Not with small files.

Dylan16807 · 2026-01-23T00:58:07 1769129887

If that's about using predefined dictionaries, zstd can use them too.

If brotli has a different advantage on small source files, you have my curiosity.

If you're talking about max compression, zstd likely loses out there, the answer seems to vary based on the tests I look at, but it seems to be better across a very wide range.

itsdesmond · 2026-01-22T18:11:04 1769105464

> Pareto

I don’t think you’re using that correctly.

wizzwizz4 · 2026-01-22T20:26:21 1769113581

It's correct use of Pareto, short for Pareto frontier, if the claim being made is "for every needed compression ratio, zstd is faster; and for every needed time budget, zstd is faster". (Whether this claim is true is another matter.)

stonogo · 2026-01-22T21:10:17 1769116217

brotli is ubiquitous because Google recommends it. While Deflate definitely sucks and is old, Google ships brotli in Chrome, and since Chrome is the de facto default platform nowadays, I'd imagine it was chosen because it was the lowest-effort lift.

Nevertheless, I expect this to be JBIG2 all over again: almost nobody will use this because we've got decades of devices and software in the wild that can't, and 20% filesize savings is pointless if your destination can't read the damn thing.

deepsun · 2026-01-22T19:56:30 1769111790

Brotli compresses my files way better, but it's doing it way slower. Anyway, universal statement "zstd is better" is not valid.

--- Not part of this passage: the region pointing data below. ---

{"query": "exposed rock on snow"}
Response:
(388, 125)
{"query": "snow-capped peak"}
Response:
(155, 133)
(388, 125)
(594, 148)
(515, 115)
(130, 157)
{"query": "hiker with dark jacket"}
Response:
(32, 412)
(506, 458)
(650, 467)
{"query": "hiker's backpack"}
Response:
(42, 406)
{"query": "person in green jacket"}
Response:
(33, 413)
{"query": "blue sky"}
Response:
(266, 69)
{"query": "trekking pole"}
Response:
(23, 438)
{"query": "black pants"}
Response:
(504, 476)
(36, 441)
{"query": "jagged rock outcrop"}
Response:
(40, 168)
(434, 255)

greenavocado · 2026-01-22T14:38:52 1769092732

This bizzare move has all the hallmarks of embrace-extend-extinguish rather than technical excellence

deepsun · 2026-01-22T20:07:16 1769112436

Well, except for speed, compression algorithms need to be compared in terms of compression, you know.

Here's discussion by brotli's and zstd's staff:

https://news.ycombinator.com/item?id=19678985

mmooss · 2026-01-22T22:26:58 1769120818

Note the language: "You're not creating broken files—you're creating files that are ahead of their time."

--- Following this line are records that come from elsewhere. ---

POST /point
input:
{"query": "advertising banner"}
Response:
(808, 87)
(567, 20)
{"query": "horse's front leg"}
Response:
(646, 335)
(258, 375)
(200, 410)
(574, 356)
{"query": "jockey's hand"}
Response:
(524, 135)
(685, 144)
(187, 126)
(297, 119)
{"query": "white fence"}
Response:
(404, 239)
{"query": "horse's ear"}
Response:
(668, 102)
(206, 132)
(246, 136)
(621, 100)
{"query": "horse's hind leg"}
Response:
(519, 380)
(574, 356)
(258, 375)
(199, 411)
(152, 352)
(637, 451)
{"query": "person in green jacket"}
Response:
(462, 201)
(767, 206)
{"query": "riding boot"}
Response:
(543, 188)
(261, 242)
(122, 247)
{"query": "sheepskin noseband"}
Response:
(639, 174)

Imagine a sales meeting where someone pitched that to you. They have to be joking, right?

I have no objection to adding Brotli, but I hope they take the compatability more seriously. You may need readers to deploy it for a long time - ten years? - before you deploy it in PDF creation tools.

nxobject · 2026-01-22T22:35:23 1769121323

(sarcasm warning...)

You're absolutely right! It's not just an inaccurate slogan—it's a patronizing use of artificial intelligence. What you're describing is not just true, it's precise.